The European Central Bank (ECB) could further slash its super-low interest rates if the economic outlook worsens, its chief economist Peter Praet said yesterday, adding that the bank still has ammunition to fight deflation.
“We have not reached the physical lower bound” on rates, Praet told Italian daily La Repubblica in remarks released by the Frankfurt-based ECB.
“If new negative shocks should worsen the outlook, or if financing conditions should not adjust in the direction and to the extent that is necessary to boost the economy and inflation, a rate reduction remains in our armory,” he said.
ECB President Mario Draghi suggested otherwise last week.
Draghi surprised investors after the ECB’s policy decision on Thursday last week, when he said he did not think more rate cuts would be needed. He told EU leaders in Brussels that the central bank had “no alternative” to monetary-policy action that has taken the deposit rate to a record-low minus-0.4 percent, according to two officials familiar with deliberations.

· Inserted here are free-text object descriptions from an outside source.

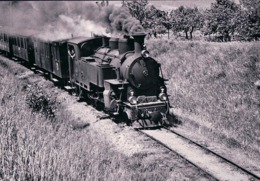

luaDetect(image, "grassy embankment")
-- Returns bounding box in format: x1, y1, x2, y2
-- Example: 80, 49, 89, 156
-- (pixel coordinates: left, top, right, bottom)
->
148, 39, 260, 153
0, 61, 170, 180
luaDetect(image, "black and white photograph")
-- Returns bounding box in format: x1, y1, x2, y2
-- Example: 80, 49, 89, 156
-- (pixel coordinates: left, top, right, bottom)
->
0, 0, 259, 180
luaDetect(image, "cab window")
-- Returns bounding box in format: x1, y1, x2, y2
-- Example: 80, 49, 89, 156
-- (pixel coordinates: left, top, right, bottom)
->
68, 45, 76, 60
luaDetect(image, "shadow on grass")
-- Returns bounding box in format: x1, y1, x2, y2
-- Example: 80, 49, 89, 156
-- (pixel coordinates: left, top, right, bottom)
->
166, 114, 183, 128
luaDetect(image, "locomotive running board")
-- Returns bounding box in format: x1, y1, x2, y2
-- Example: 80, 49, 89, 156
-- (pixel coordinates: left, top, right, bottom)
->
64, 85, 76, 90
51, 78, 59, 83
36, 70, 44, 74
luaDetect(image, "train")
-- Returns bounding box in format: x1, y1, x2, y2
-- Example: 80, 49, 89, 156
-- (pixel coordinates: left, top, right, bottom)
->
0, 27, 174, 127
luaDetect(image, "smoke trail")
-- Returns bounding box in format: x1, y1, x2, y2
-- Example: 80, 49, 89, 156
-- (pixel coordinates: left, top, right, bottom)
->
0, 1, 144, 40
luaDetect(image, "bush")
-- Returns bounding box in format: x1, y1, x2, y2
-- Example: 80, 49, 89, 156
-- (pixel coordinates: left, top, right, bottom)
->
25, 85, 57, 119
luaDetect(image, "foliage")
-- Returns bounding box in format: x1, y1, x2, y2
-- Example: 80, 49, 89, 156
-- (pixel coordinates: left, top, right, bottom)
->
144, 5, 169, 37
125, 0, 149, 28
171, 6, 204, 39
235, 0, 260, 40
25, 85, 57, 119
123, 0, 259, 41
203, 0, 260, 41
203, 0, 240, 41
125, 1, 172, 37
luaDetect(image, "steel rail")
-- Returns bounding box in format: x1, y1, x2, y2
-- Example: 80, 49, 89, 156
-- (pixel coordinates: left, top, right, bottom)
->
136, 127, 218, 180
136, 126, 260, 181
163, 126, 260, 180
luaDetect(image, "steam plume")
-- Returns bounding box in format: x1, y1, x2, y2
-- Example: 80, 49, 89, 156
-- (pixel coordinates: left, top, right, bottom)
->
0, 1, 144, 40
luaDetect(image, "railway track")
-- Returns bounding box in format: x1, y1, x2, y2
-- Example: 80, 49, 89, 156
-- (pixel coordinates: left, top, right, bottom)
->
137, 127, 260, 181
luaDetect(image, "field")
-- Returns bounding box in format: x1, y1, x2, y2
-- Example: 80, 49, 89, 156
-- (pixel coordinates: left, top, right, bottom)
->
0, 57, 213, 180
147, 39, 260, 155
0, 38, 259, 179
0, 61, 173, 180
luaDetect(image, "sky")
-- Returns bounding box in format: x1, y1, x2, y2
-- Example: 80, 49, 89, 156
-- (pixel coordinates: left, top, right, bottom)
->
110, 0, 240, 11
150, 0, 216, 10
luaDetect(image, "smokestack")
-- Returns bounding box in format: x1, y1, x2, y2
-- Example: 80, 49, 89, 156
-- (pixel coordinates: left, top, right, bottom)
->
109, 38, 118, 50
102, 36, 109, 47
132, 33, 146, 54
118, 38, 134, 54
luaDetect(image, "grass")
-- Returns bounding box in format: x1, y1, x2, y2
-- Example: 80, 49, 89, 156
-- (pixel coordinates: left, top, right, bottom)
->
1, 38, 259, 179
147, 39, 260, 153
0, 63, 171, 180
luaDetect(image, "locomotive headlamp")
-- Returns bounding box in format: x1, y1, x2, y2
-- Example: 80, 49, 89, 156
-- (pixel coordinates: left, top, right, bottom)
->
160, 87, 165, 93
159, 93, 167, 101
159, 87, 167, 101
128, 90, 137, 105
129, 96, 138, 105
141, 50, 150, 58
129, 90, 134, 96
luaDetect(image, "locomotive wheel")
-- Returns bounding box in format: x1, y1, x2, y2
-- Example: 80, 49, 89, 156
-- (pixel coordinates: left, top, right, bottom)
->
91, 99, 104, 111
76, 86, 84, 102
49, 73, 53, 81
85, 93, 92, 105
119, 112, 132, 126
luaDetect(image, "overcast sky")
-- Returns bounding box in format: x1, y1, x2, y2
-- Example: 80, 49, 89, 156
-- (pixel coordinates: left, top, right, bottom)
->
110, 0, 240, 11
150, 0, 215, 10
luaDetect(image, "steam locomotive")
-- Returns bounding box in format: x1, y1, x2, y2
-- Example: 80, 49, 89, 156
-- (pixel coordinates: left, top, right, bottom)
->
0, 28, 174, 127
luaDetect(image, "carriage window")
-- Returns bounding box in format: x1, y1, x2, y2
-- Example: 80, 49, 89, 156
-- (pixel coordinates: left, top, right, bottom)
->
34, 42, 37, 52
45, 43, 48, 56
41, 42, 43, 53
17, 38, 20, 47
52, 47, 56, 59
56, 48, 60, 60
21, 38, 24, 48
43, 43, 45, 54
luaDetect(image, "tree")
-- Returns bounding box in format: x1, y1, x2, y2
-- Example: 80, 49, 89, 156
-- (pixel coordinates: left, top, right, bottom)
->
144, 5, 170, 38
203, 0, 240, 41
171, 6, 204, 40
236, 0, 260, 40
161, 12, 173, 39
125, 0, 149, 28
125, 1, 172, 38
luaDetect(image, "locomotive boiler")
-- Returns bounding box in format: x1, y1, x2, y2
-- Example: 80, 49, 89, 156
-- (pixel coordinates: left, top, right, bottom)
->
67, 33, 173, 127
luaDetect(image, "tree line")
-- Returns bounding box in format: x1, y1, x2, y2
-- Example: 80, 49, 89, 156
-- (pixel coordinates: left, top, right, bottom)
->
123, 0, 260, 41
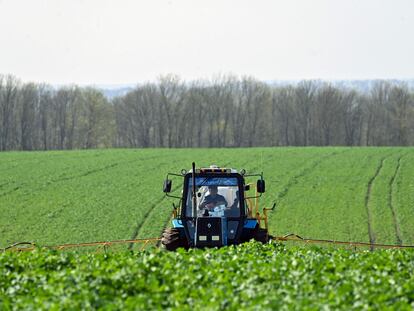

In a bid to revitalize a lackluster economy and boost chronically low inflation, the ECB last week slashed already record-low interest rates, prepared to pump massive new sums into the banking system and, for the first time, said it would start buying corporate bonds.
The unprecedented package “should bring us close to the 2 percent [inflation] target at the end of 2018,” Praet said.
The ECB has battled for years to push inflation back up to levels it believes are consistent with healthy economic growth, to little avail.
In fact, eurozone inflation turned negative last month, as consumer prices declined by 0.2 percent.
Underlining the ECB’s determination, Praet did not rule out deploying the drastic tactic of simply printing money and giving it away — a measure dubbed “helicopter money.”
“The question is if and when is it opportune to make recourse to that sort of instrument which is really an extreme sort of instrument,” the economist said. “There are other things you can theoretically do.”